Growing up, my best friend’s father was a pilot for Ozark Airlines. He seemed like a pretty happy-go-lucky guy who loved flying and golfing when he wasn’t flying.
His demeanor changed markedly when Carl Icahn’s backed TWA bought Ozark. I didn’t understand it much then, but I heard terms like ‘corporate raider’ and ‘asset stripping’ at the time.
To my friend’s dad, Icahn was a true villain who borrowed money to enrich himself while ruining the companies he bought and sold. I didn’t have much of an opinion but knew better than to say as much when I had dinner at their house.
I didn’t pay much attention to Icahn after that, except when he got into a 30-minute fight on CNBC with another activist investor named Bill Ackman in 2012.
At the time, Ackman sold short stock in Herbalife, a company he claimed was a Ponzi scheme. Short selling is a way to profit from a stock’s decline.
An investor who wants to short a stock borrows it from an investor who owns it and pays them some interest for the privilege. The short seller then sells the borrowed stock to the market. The short seller then hopes to repurchase the stock at a lower price and return the shares investor that they borrowed them from.
A short seller buys low and sells high, but not in the usual order.
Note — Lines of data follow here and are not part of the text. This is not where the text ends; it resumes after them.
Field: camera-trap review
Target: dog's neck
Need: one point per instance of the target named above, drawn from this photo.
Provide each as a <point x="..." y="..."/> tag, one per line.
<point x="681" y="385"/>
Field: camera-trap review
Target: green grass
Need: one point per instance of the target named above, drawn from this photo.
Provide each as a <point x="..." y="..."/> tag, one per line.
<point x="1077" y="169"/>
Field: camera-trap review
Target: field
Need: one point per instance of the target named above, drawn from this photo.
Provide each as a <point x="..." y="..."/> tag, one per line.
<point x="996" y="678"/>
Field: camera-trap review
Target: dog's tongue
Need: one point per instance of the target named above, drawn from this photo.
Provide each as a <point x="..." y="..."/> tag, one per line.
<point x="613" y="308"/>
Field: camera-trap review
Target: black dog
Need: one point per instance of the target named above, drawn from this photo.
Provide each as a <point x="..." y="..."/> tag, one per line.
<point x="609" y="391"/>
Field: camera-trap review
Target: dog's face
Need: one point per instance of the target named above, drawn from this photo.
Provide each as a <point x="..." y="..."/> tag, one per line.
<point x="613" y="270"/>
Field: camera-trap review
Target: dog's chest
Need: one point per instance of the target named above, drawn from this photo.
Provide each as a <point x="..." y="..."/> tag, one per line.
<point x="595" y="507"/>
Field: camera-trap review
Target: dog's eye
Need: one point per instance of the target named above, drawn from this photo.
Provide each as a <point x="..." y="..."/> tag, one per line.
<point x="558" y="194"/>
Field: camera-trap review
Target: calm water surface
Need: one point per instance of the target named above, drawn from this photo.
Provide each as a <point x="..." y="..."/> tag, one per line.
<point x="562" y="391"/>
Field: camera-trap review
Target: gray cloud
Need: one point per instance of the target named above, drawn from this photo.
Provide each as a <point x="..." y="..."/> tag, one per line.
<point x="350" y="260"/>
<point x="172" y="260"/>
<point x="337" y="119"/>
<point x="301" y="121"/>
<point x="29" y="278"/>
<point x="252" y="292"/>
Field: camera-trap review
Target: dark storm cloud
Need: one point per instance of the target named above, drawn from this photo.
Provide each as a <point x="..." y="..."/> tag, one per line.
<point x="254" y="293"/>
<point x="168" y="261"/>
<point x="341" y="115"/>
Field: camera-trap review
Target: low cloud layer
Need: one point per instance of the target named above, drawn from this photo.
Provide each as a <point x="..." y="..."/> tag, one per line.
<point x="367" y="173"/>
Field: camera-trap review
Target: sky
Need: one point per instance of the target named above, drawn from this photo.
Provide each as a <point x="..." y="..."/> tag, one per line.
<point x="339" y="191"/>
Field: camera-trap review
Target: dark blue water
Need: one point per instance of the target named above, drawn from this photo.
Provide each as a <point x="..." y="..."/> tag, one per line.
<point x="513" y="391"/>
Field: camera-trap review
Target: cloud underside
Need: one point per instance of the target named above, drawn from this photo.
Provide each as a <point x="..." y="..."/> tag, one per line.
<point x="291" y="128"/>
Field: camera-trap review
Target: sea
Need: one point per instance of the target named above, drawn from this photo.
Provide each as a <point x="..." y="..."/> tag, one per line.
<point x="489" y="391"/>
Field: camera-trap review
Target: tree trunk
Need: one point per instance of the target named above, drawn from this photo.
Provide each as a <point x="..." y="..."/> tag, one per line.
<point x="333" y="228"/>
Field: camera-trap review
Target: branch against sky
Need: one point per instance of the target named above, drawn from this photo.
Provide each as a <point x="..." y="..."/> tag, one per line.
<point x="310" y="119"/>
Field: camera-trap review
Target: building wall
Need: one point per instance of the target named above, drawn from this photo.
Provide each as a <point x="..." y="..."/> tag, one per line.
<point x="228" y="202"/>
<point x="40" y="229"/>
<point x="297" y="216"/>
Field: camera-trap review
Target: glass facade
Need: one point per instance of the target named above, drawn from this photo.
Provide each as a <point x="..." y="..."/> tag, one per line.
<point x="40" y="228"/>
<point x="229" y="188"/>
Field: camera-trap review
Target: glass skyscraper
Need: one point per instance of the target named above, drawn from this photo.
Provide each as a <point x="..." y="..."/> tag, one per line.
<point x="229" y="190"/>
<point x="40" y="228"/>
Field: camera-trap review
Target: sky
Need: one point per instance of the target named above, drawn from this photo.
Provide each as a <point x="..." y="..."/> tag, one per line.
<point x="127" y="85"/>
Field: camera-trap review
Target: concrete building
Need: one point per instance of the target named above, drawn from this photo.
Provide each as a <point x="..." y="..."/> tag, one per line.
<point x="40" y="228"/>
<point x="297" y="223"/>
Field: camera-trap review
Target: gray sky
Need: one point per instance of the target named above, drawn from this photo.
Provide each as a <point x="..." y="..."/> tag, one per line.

Herbalife was a multi-level marketing company selling shakes and vitamins through people encouraged to sign up their friends as salespeople and become distributors.
Ackman sold the stock short and then went on an extensive media campaign to lower the stock price. For reasons I don’t know, Icahn thought Ackman was off base and took the other side by aggressively buying the stock, hoping to hurt Ackman (since a higher price makes it more expensive to repurchase the stock).
The fight between Ackman and Icahn is fun to watch (you can see it here on YouTube), and the journalist in the exchange, Scott Wapner, ultimately wrote a book about the episode.
Herbalife is still in business, and as far as I know, both Ackman and Icahn claimed to make money on the stock even though they were on opposite sides.
In recent weeks, though, the table turned on Icahn because a prominent short seller, Hindenburg Research, published an article saying that Icahn’s company, Icahn Enterprises, was vastly overvalued and accused Icahn of running a ‘Ponzi-like economic structure.’
Some of Hindenburg’s other shorts have worked out, so Icahn Enterprises fell almost twenty percent two days in a row (yep, 20 percent on both days) and is still down by about half.
Icahn is now 87 years old, and the falling stock price cut his net worth by billions of dollars and forced him to scramble to preserve his empire.
I love Wall Street soap operas: I don’t have a dog in the hunt, it involves enormous personalities, and it’s unclear how it will turn out.
And, to me, it’s a reminder that short sellers are a vital part of the investing ecosystem.
When we first launched Acropolis, short seller Jim Chanos was taking down Enron. Chanos researched the company, realized it was a fraud and profited from his insights.
In addition to scoping out fraud, short sellers help our bottom line in two ways.
First, the funds we own – Vanguard, iShares, and the others – all loan stock to short sellers. We’re the ones collecting interest on the stocks that are held in the funds that we own.
Second, short sellers provide liquidity to the market at times when others may not. When a stock has an incredibly high valuation, short sellers sell it because they think it will fall, which might help contain the valuation.
If the stock falls, they’re out repurchasing it when others are trying to sell. They’re doing the opposite of the overall market, which provides liquidity.
Short sellers are often portrayed as villains beyond the dinner table at my friend’s house. Some people think it’s un-American to bet on stocks falling, and there is a little manipulation when someone builds a short position and then talks the stock down in public.
Investors do it on the long side, though, as does company management when they talk about how bright the future is for their company.
You can bet that I will keep watching what happens with Icahn Enterprises, including buying the book that will inevitably come out when the drama concludes, and there are clear winners and losers.